IG reports that the FTSE 100 is expected to start the day 0.47 percent lower at 7,165 points. The index is likely to come under pressure in today’s session, after Trump struck a protectionist note in his inaugural speech and further said yesterday that he planned to talks soon with the leaders of Canada and Mexico to begin renegotiating the North American Free Trade Agreement (NAFTA).
“The market is getting nervous about the possibility that the world’s trade might shrink,” Koichi Yoshikawa, executive director of financial markets at Standard Chartered Bank, told Reuters. Asian shares have been mixed this morning, amid concerns that the US might also withdraw from the Trans-Pacific Partnership. Trump’s protectionist speech, however, propped up US shares on Friday.
“It was a very populist speech. He spoke to the Heartland; he spoke to those who voted for him,” said Quincy Krosby, market strategist at Prudential Financial, as quoted by CNBC. “Clearly, it was not what a lot of people were expecting.
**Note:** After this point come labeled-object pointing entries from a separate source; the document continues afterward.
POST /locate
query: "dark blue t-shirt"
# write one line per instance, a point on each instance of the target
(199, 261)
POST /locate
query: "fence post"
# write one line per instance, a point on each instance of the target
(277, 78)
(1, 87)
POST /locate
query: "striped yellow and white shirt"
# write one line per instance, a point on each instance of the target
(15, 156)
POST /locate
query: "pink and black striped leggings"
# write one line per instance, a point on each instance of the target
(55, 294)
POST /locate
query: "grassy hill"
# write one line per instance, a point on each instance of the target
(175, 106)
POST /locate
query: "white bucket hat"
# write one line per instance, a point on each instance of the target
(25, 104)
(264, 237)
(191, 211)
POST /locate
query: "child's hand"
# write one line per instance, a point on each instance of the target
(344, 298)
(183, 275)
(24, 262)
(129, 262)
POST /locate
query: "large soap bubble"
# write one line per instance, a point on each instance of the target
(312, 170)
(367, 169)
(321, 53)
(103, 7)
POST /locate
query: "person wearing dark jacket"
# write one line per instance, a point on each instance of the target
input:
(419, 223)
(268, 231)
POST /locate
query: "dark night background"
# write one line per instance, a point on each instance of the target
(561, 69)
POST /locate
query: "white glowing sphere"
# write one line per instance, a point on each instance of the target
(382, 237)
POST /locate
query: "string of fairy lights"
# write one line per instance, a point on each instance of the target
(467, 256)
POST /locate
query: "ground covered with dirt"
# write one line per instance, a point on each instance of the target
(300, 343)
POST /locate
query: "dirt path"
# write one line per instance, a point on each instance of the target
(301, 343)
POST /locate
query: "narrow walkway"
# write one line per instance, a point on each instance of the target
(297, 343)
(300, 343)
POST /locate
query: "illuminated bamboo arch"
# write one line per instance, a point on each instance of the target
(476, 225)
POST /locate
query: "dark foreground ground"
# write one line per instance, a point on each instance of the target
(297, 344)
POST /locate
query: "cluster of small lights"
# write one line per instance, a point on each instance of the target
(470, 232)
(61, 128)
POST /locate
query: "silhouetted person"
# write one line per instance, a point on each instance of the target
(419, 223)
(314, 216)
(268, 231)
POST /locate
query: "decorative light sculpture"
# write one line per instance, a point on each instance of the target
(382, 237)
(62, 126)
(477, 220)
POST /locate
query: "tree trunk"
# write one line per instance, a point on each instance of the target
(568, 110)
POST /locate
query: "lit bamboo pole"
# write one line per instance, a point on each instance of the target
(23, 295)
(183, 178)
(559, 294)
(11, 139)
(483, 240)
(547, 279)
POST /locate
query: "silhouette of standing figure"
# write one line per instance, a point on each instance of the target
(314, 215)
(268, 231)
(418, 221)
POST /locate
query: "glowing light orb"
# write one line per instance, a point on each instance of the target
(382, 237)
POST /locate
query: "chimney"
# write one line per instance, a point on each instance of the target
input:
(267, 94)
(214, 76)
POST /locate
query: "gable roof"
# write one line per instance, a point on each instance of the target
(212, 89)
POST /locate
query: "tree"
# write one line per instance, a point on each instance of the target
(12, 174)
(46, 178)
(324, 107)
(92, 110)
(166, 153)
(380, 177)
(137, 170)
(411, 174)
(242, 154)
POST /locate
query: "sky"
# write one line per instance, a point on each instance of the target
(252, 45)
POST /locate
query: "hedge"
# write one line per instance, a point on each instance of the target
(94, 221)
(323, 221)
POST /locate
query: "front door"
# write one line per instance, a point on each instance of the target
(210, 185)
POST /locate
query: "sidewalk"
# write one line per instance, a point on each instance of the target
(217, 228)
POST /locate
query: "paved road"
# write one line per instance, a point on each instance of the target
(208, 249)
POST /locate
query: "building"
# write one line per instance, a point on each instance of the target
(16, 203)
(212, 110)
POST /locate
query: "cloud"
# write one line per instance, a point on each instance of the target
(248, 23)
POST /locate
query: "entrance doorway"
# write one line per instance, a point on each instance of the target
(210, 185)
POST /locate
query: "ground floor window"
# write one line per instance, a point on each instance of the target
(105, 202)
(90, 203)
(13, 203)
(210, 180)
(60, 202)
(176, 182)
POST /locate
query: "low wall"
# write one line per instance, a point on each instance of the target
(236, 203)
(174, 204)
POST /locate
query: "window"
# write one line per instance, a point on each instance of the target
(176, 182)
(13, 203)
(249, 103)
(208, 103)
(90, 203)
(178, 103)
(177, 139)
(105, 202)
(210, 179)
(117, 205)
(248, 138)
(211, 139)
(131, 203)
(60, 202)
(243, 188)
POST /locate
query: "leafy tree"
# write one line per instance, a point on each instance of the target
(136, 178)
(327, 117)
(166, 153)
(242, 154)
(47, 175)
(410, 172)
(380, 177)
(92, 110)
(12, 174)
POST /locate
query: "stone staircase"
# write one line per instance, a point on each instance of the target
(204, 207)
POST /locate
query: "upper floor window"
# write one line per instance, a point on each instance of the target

It was vintage Trump.”
The Footsie closed little changed on Friday, shedding 10 points to end the session 0.14 percent lower at 7,198.44, with investors staying on the sidelines ahead of the US president’s inauguration.
Today’s macroeconomic calendar includes the flash Eurozone consumer confidence for January scheduled to be released at 10:00 GMT. IG reports that consumer confidence is expected to have slipped to 5.8 from 5.1. In corporate news, Shell announced yesterday that it had signed an agreement to sell its 50-percent share in the petrochemicals SADAF joint venture in Saudi Arabia for $820 million.